In this blog post, we will be using a bit of background from my previous blog post. If you are familiar with the basics of entropy coding, you should be fine. If not, you may want to quickly read through my previous blog post. So coming to the topic at hand, let’s continue our discussion on entropy coding. Let’s say we have a stream of English alphabets coming in, and you want to store them in the best possible way by consuming the least amount of space. So you go ahead and build your nifty entropy coder to take care of all this. But what if you don’t have access to all the data? How do you know what alphabet appears most frequently if you can’t access the full data? The problem now is that you cannot know for sure if you have chosen the best possible representation. Since you cannot wait forever, you just wait for the first ‘n’ alphabets and build your entropy coder hoping that the rest of the data will adhere to this distribution. Do we end up suffering in terms of compression by doing this? How do we measure the loss in quality?
I’m not sure what you are talking about! Show me an example.
Nothing clears up a discussion like a concrete example. Okay, let’s consider the first 30 alphabets in our data stream:
You can see that the letter ‘K’ appears a lot. So we go ahead and build an entropy coder using Huffman coding to get the following representation:
S = 000 (3 bits) A = 001 (3 bits) C = 01 (2 bits) K = 1 (1 bit)
If you substitute these values, you will see that it optimally compresses the above sequence to 51 bits. Now consider the first 60 alphabets in the same data stream:
The next 30 characters are all ‘S’. So if we go ahead with the above representation, it will take 51 + 3 x 30 = 141 bits to represent the data stream. If you hadn’t used any entropy coding, you would have assigned 2 bits to each character. This means that the above sequence of length 60 would have taken 120 bits to represent it. So, not using any entropy coding turned out to be better than using entropy coding. That doesn’t make sense, right? The reason this happened is because we didn’t know what the data contained before we built our entropy coder. If you consider the full sequence of length 60 to build the optimal entropy coder, you will see that you need only 100 bits to represent the whole sequence.
How do we measure this thing?
We need a way to quantify this whole thing, right? We should be able to measure this loss in quality because of sub-optimal representation. This is where the concept of relative entropy comes into picture. It’s also called Kullback-Leibler divergence (KL-divergence).
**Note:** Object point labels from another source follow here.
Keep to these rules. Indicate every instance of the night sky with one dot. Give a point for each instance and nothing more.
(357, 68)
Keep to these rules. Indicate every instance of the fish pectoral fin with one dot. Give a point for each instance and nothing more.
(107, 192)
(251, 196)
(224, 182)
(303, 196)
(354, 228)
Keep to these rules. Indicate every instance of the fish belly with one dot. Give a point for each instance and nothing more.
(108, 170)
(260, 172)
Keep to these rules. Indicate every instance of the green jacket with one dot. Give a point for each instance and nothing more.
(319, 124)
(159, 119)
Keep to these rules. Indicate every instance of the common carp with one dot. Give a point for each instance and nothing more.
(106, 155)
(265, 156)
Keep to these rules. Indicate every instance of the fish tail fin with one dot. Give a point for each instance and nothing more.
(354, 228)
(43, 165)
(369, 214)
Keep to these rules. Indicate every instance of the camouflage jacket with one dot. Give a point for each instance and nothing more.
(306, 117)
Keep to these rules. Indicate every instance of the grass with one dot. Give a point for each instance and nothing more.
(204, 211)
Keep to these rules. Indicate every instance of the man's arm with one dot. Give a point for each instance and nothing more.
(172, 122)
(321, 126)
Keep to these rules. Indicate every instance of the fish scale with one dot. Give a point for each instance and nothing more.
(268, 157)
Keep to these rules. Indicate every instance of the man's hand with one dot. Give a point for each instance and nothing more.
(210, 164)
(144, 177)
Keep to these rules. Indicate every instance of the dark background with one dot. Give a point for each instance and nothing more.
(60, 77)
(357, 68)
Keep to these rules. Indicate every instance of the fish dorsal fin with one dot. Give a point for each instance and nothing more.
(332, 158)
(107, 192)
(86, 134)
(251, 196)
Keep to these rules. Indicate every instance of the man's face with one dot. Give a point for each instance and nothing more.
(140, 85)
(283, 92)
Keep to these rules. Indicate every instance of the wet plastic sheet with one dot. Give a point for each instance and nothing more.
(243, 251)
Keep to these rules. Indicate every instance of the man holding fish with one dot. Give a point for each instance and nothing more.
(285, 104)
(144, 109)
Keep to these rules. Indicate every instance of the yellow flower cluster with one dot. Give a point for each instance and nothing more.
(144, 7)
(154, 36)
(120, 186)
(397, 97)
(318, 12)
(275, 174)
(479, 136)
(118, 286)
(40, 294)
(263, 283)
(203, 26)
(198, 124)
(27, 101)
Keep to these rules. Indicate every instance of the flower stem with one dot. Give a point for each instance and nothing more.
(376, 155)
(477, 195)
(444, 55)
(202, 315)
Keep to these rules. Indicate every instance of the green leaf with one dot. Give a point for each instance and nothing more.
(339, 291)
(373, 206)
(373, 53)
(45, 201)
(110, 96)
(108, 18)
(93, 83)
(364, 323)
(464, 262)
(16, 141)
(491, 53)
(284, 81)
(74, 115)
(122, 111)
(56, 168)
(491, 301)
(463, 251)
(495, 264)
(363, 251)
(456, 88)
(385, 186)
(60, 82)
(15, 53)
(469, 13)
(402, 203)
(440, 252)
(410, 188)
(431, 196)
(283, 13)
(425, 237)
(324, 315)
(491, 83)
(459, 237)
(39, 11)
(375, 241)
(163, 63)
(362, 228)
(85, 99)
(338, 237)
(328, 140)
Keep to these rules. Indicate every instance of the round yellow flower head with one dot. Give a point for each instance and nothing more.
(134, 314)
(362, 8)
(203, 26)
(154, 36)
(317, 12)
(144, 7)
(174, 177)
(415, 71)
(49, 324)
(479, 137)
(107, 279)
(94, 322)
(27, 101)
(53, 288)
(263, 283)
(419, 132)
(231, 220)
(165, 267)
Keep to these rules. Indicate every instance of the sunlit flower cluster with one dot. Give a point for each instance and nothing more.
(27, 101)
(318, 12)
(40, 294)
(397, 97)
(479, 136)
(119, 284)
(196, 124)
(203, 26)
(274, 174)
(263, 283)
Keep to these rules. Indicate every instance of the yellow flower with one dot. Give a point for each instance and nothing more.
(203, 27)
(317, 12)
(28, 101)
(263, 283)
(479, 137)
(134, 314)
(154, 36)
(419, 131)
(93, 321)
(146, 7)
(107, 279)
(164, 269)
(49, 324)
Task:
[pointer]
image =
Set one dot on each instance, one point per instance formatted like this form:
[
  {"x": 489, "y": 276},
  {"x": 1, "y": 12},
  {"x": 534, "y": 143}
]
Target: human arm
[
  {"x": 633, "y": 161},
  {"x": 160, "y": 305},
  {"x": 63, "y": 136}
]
It is a distance function from a true probability distribution to a target probability distribution. Basically, we can think of it as the extra average number of bits per symbol needed to represent the system due to sub-optimal encoding. Here, symbol refers to the alphabets appearing in the sequence.
To draw an appropriate analogy, let’s consider our example. We used sub-optimal code to represent the sequence of length 60. The average number of bits per symbol would be 141/60 = 2.35 bits/symbol. For the optimal case, this would be 100/60 = 1.67 bits/symbol. So the KL-divergence would 2.35 – 1.67 = 0.68 bits/symbol. Ideally, we want this to be as low as possible when we estimate our model to build the entropy coder. One thing to note is that this is not a symmetric measure. As in, if P is the true distribution and we use Q to represent the data, then the KL-divergence is not the same as the case when Q is the true distribution and we use P to represent the data.
What if I get a completely new symbol? How do we represent that?
Now let’s say you built your entropy coder based on the symbols you got. You know what alphabets are likely to appear more frequently, and you build based on that. It’s all good up until this point. What if you get a completely new alphabet in your sequence? An alphabet that your entropy coder has never seen before! You will not be able to assign any binary code to it. At this point, KL-divergence would break down. Since KL-divergence breaks down, you will either have to use another measure or other probability distributions. But barring all that, it is a good measure of what’s happening with your entropy coder.
KL divergence represents the amount of information lost per observation if the distribution Q is used as instead of P. According to our current scheme, our entropy coder says that the letter ‘F’ occurs with 0 probability (because it doesn’t appear in the first 60 alphabets). As you receive more data from the data stream, you will see that the letter ‘F’ does indeed appear. Since we don’t have a representation for ‘F’, we cannot store that alphabet, which means we lose that information. Entropy coders are lossless by definition. So if your entropy coder loses information like this, you most certainly have the wrong coder. The solution is to never allow probabilities that are 0 or 1 in estimated distributions.
Where is this used in real life?
This is actually used frequently in natural language processing. If your probability distributions come from natural language documents, then you can compare pairs of categories. Let’s say you have two categories of documents and you have built an entropy coder for each. Now when a new document comes in, you can pass it through both the entropy coders and see which one represents it more compactly. You could estimate a probability function from both documents and then see how many extra bits you would need on average for either document using KL-divergence. This gives us an idea of what category the unknown document belongs to.